With its latest quarterly earnings report a few weeks in the past, short-term options implied volatilities have cooled way down on Irish biopharmaceutical stock Alkermes (ALKS). The equity's Schaeffer's Volatility Index of 48% registers in the 23rd percentile of its annual range, which means front-month options have priced in lower volatility expectations only 23% of the time over the past year. With modest option premiums allowing for maximum leverage, now is an opportune time to bet on the next directional move for ALKS.

And according to data from Schaeffer's Senior Quantitative Analyst Rocky White, the stock's next big move could be to the downside. ALKS just barreled into resistance at its 120-day moving average (in red on the chart below), which has proven to be a stubborn layer of resistance over the past couple of years. More specifically, previous challenges of its 120-day trendline by ALKS have yielded an average 10-day loss of 9.45%, with only 20% positive returns on five occurrences over the past three years.

alks.o

Based on the stock's close last Friday at $21, this projects a move down to about $19 for the shares over the next couple of weeks. Such a slide would leave ALKS hovering just above $18.67, which is the price point marking a 50% haircut from its April year-to-date closing high at $37.33.

Meanwhile, with the Schaeffer's Volatility Index for ALKS currently hovering right around its two-year historical average, White's modeling forecasts that an average pullback from this 120-day resistance could translate into a steep 193% return on a 10-day at-the-money put option on the biopharma stock -- nearly triple the price of entry.

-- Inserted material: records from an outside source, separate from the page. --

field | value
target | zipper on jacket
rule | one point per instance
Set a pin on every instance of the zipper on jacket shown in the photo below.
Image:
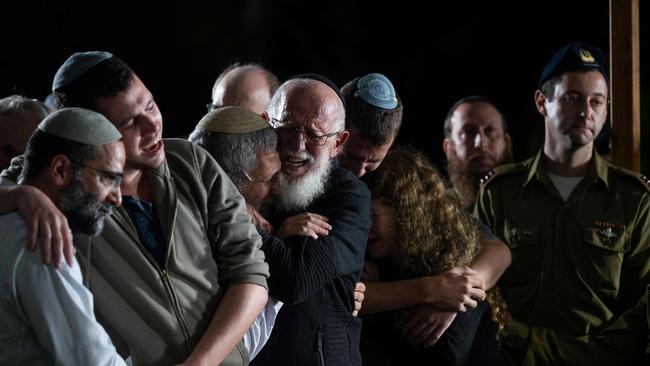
(176, 305)
(319, 346)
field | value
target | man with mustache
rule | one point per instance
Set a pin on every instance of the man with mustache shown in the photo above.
(177, 274)
(476, 141)
(374, 117)
(76, 158)
(578, 228)
(246, 85)
(315, 325)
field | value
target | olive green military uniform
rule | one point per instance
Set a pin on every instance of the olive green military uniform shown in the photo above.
(576, 286)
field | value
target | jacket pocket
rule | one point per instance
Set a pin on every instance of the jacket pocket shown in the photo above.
(318, 346)
(601, 260)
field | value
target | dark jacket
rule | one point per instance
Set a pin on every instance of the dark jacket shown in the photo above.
(316, 279)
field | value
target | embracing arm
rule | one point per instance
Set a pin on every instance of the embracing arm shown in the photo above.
(238, 309)
(46, 224)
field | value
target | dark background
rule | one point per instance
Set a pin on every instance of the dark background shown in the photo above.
(432, 57)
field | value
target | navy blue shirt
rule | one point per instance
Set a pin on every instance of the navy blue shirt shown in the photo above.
(144, 217)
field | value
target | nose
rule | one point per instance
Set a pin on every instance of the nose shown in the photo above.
(478, 140)
(115, 197)
(149, 123)
(297, 141)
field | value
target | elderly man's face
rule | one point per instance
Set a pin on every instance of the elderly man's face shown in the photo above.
(309, 121)
(477, 137)
(262, 178)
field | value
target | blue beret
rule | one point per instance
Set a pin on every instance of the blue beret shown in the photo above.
(377, 90)
(574, 56)
(77, 65)
(323, 79)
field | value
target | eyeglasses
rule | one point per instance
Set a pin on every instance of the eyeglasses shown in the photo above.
(286, 131)
(112, 179)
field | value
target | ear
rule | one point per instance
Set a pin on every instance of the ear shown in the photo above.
(340, 141)
(447, 146)
(540, 102)
(60, 170)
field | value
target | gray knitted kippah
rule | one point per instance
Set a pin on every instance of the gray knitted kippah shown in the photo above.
(77, 65)
(232, 119)
(80, 125)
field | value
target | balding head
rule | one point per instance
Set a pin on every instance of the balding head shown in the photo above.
(309, 117)
(248, 86)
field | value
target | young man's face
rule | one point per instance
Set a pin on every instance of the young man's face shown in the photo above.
(360, 156)
(477, 137)
(135, 114)
(16, 130)
(578, 110)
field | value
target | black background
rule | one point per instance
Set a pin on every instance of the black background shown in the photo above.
(433, 57)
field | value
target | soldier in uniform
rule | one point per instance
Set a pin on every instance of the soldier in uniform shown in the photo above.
(578, 229)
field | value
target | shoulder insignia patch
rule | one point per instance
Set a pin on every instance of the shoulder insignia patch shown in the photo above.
(487, 176)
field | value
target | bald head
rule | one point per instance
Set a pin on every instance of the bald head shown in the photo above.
(248, 86)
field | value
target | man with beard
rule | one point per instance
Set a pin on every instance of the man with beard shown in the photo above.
(374, 120)
(18, 119)
(75, 157)
(318, 277)
(579, 229)
(177, 274)
(476, 141)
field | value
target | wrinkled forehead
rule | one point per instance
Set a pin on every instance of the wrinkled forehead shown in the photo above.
(310, 104)
(476, 114)
(126, 104)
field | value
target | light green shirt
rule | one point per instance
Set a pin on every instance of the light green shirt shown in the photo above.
(580, 267)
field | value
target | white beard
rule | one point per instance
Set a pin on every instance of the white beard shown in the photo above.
(297, 195)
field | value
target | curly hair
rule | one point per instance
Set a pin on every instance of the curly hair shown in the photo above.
(434, 232)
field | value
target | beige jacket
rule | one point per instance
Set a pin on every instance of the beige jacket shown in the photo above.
(157, 315)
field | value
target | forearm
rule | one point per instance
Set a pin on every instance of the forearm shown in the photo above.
(9, 198)
(388, 296)
(492, 260)
(235, 314)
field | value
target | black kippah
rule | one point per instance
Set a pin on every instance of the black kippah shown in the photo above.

Prospective put buyers will be encouraged to note that short sellers appear to be firmly in control of ALKS at the moment. Short interest rose by 18.8% in the past two reporting periods, including a 16.1% rise in the most recent two-week stretch. These pessimistic positions now account for 4.3% of the equity's float, but Alkermes bears still have room to more than double their current 5.5 million-share bearish stake before revisiting the short-interest highs of early 2018. As shorts continue to pile on, the resulting selling pressure looks set to exacerbate existing technical pressure.

Finally, there's also room for some downgrades on the stock, which has dropped roughly 39% over the past 52 weeks. There's currently not a single sell rating out there on ALKS, and the average 12-month price target of $25.08 — implying expected upside of more than 23% — has been grazed by the stock just once, on an intraday basis, since last May. In the short term, any downgrades or price-target cuts could spark fresh selling.